Liberica JDK: Using perf to monitor Java performance

Published: October 17, 2023

1. Introduction

perf is a profiler built into the Linux kernel with features such as:

Profiling kernel execution
Profiling based on hardware performance counters

perf can analyze the execution of kernel code alongside user space application code. This is especially convenient for troubleshooting IO performance issues.

Another useful perf feature is hardware performance counters — special CPU registers that track various kinds of low-level events (e.g. CPU cache misses). You can configure perf to use an internal CPU event for sampling, thus building a specific view of program performance, e.g., cache miss or branch misprediction hotspots. Below you will find a Linux perf tutorial for JVM applications and the comparison of perf and JFR.

2. Using perf with JVM

Let’s try profiling a Java program with perf. For that purpose, you require Linux, Liberica JDK 17, and a ready Java application.

Below is a simple Java program that benchmarks the performance of the MD5 hash.
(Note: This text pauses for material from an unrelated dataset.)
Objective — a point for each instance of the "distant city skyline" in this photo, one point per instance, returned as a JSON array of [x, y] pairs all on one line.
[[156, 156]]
import java.security.MessageDigest;
import java.security.NoSuchAlgorithmException;
import java.util.Random;
import java.util.concurrent.TimeUnit;
public class CryptoBench {
	private static final boolean trackTime = Boolean.getBoolean("trackTime");
	public static void main(String[] args) {
    	CryptoBench test = new CryptoBench();
    	while(true) {
        	test.execute();
    	}
	}
	public void execute() {
    	long N = 5 * 1000 * 1000;
    	RandomStringUtils randomStringUtils = new RandomStringUtils();
    	long ts = 0,tf = 0;
    	long timer1 = 0;
    	long timer2 = 0;
    	long bs = System.nanoTime();
    	for (long i = 0; i < N; i++) {
        	ts = trackTime ? System.nanoTime() : 0;
        	String text = randomStringUtils.generate();
        	tf = trackTime ? System.nanoTime() : 0;
        	timer1 += tf - ts;
        	ts = tf;
        	crypt(text);
        	tf = trackTime ? System.nanoTime() : 0;
        	timer2 += tf - ts;
        	ts = tf;
    	}
    	long bt = System.nanoTime() - bs;
    	System.out.print(String.format("Hash rate: %.2f Mm/s", 0.01 * (N * TimeUnit.SECONDS.toNanos(1) / bt / 10000)));
    	if (trackTime) {
        	System.out.print(String.format(" | Generation: %.1f %%",  0.1 * (1000 * timer1 / (timer1 + timer2))));
        	System.out.print(String.format(" | Hasing: %.1f %%", 0.1 * (1000 * timer2 / (timer1 + timer2))));
    	}
    	System.out.println();
	}
	public String crypt(String str) {
    	if (str == null || str.length() == 0) {
        	throw new IllegalArgumentException("String to encrypt cannot be null or zero length");
    	}
    	StringBuilder hexString = new StringBuilder();
    	try {
        	MessageDigest md = MessageDigest.getInstance("MD5");
        	md.update(str.getBytes());
        	byte[] hash = md.digest();
        	for (byte aHash : hash) {
            	if ((0xff & aHash) < 0x10) {
                	hexString.append("0" + Integer.toHexString((0xFF & aHash)));
            	} else {
                	hexString.append(Integer.toHexString(0xFF & aHash));
            	}
        	}
    	} catch (NoSuchAlgorithmException e) {
        	e.printStackTrace();
    	}
    	return hexString.toString();
	}
}

class RandomStringUtils {
	public String generate() {
    	int leftLimit = 97; // letter 'a'
    	int rightLimit = 122; // letter 'z'
    	int targetStringLength = 10;
    	Random random = new Random();
    	StringBuilder buffer = new StringBuilder(targetStringLength);
    	for (int i = 0; i < targetStringLength; i++) {
        	int randomLimitedInt = leftLimit + (int)
            	(random.nextFloat() * (rightLimit - leftLimit + 1));
        	buffer.append((char) randomLimitedInt);
    	}
    	return buffer.toString();
	}
}

Compile the application, then run it with Liberica JDK.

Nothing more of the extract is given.